On Mon, Apr 26, 2021 at 10:31 AM Matthew Auld matthew.auld@intel.com wrote:
On 26/04/2021 16:11, Jason Ekstrand wrote:
On Mon, Apr 26, 2021 at 4:42 AM Matthew Auld matthew.auld@intel.com wrote:
Add an entry for the new uAPI needed for DG1. Also add the overall upstream plan, including some notes for the TTM conversion.
v2(Daniel):
- include the overall upstreaming plan
- add a note for mmap, there are differences here for TTM vs i915
- bunch of other suggestions from Daniel
v3: (Daniel)
- add a note for set/get caching stuff
- add some more docs for existing query and extensions stuff
- add an actual code example for regions query
- bunch of other stuff
(Jason)
- uAPI change(!): - try a simpler design with the placements extension - rather than have a generic setparam which can cover multiple use cases, have each extension be responsible for one thing only
v4: (Daniel)
- add some more notes for ttm conversion
- bunch of other stuff
(Jason)
- uAPI change(!): - drop all the extra rsvd members for the region_query and region_info, just keep the bare minimum needed for padding
Signed-off-by: Matthew Auld matthew.auld@intel.com Cc: Joonas Lahtinen joonas.lahtinen@linux.intel.com Cc: Thomas Hellström thomas.hellstrom@linux.intel.com Cc: Daniele Ceraolo Spurio daniele.ceraolospurio@intel.com Cc: Lionel Landwerlin lionel.g.landwerlin@linux.intel.com Cc: Jon Bloomfield jon.bloomfield@intel.com Cc: Jordan Justen jordan.l.justen@intel.com Cc: Daniel Vetter daniel.vetter@intel.com Cc: Kenneth Graunke kenneth@whitecape.org Cc: Jason Ekstrand jason@jlekstrand.net Cc: Dave Airlie airlied@gmail.com Cc: dri-devel@lists.freedesktop.org Cc: mesa-dev@lists.freedesktop.org Acked-by: Daniel Vetter daniel.vetter@ffwll.ch Acked-by: Dave Airlie airlied@redhat.com
Documentation/gpu/rfc/i915_gem_lmem.h | 212 ++++++++++++++++++++++++ Documentation/gpu/rfc/i915_gem_lmem.rst | 130 +++++++++++++++ Documentation/gpu/rfc/index.rst | 4 + 3 files changed, 346 insertions(+) create mode 100644 Documentation/gpu/rfc/i915_gem_lmem.h create mode 100644 Documentation/gpu/rfc/i915_gem_lmem.rst
diff --git a/Documentation/gpu/rfc/i915_gem_lmem.h b/Documentation/gpu/rfc/i915_gem_lmem.h new file mode 100644 index 000000000000..7ed59b6202d5 --- /dev/null +++ b/Documentation/gpu/rfc/i915_gem_lmem.h @@ -0,0 +1,212 @@ +/**
- enum drm_i915_gem_memory_class - Supported memory classes
- */
+enum drm_i915_gem_memory_class {
/** @I915_MEMORY_CLASS_SYSTEM: System memory */
I915_MEMORY_CLASS_SYSTEM = 0,
/** @I915_MEMORY_CLASS_DEVICE: Device local-memory */
I915_MEMORY_CLASS_DEVICE,
+};
+/**
- struct drm_i915_gem_memory_class_instance - Identify particular memory region
- */
+struct drm_i915_gem_memory_class_instance {
/** @memory_class: See enum drm_i915_gem_memory_class */
__u16 memory_class;
/** @memory_instance: Which instance */
__u16 memory_instance;
+};
+/**
- struct drm_i915_memory_region_info - Describes one region as known to the
- driver.
- Note that we reserve some stuff here for potential future work. As an example
- we might want expose the capabilities(see @caps) for a given region, which
- could include things like if the region is CPU mappable/accessible, what are
- the supported mapping types etc.
- Note this is using both struct drm_i915_query_item and struct drm_i915_query.
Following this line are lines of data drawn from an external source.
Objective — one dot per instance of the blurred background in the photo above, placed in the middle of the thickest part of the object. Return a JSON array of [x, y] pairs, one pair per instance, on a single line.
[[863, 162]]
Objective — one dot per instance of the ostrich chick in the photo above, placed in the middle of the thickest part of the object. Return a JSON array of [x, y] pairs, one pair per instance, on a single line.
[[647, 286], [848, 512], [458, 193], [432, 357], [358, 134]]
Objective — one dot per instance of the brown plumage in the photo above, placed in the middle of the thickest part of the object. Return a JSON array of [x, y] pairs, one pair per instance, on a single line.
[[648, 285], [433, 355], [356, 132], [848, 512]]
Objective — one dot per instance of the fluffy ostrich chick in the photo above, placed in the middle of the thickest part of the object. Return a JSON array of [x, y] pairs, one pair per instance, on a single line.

- For this new query we are adding the new query id DRM_I915_QUERY_MEMORY_REGIONS
- at &drm_i915_query_item.query_id.
- */
+struct drm_i915_memory_region_info {
/** @region: The class:instance pair encoding */
struct drm_i915_gem_memory_class_instance region;
/** @pad: MBZ */
__u32 pad;
/** @caps: MBZ */
__u64 caps;
/** @probed_size: Memory probed by the driver (-1 = unknown) */
__u64 probed_size;
/** @unallocated_size: Estimate of memory remaining (-1 = unknown) */
__u64 unallocated_size;
+};
+/**
- struct drm_i915_query_memory_regions
- The region info query enumerates all regions known to the driver by filling
- in an array of struct drm_i915_memory_region_info structures.
- Example for getting the list of supported regions:
- .. code-block:: C
struct drm_i915_query_memory_regions *info;
struct drm_i915_query_item item = {
.query_id = DRM_I915_QUERY_MEMORY_REGIONS;
};
struct drm_i915_query query = {
.num_items = 1,
.items_ptr = (uintptr_t)&item,
};
int err, i;
// First query the size of the blob we need, this needs to be large
// enough to hold our array of regions. The kernel will fill out the
// item.length for us, which is the number of bytes we need.
err = ioctl(fd, DRM_IOCTL_I915_QUERY, &query);
if (err) ...
info = calloc(1, item.length);
// Now that we allocated the required number of bytes, we call the ioctl
// again, this time with the data_ptr pointing to our newly allocated
// blob, which the kernel can then populate with the all the region info.
item.data_ptr = (uintptr_t)&info,
err = ioctl(fd, DRM_IOCTL_I915_QUERY, &query);
if (err) ...
// We can now access each region in the array
for (i = 0; i < info->num_regions; i++) {
struct drm_i915_memory_region_info mr = info->regions[i];
u16 class = mr.region.class;
u16 instance = mr.region.instance;
....
}
free(info);
- */
+struct drm_i915_query_memory_regions {
/** @num_regions: Number of supported regions */
__u32 num_regions;
/** @pad: MBZ */
__u32 pad;
/** @regions: Info about each supported region */
struct drm_i915_memory_region_info regions[];
+};
+#define DRM_I915_GEM_CREATE_EXT 0xdeadbeaf +#define DRM_IOCTL_I915_GEM_CREATE_EXT DRM_IOWR(DRM_COMMAND_BASE + DRM_I915_GEM_CREATE_EXT, struct drm_i915_gem_create_ext)
Here's another thought: Instead of burning a new IOCTL number, should we just re-use DRM_I915_GEM_CREATE? The different structure size should let us tell the two apart.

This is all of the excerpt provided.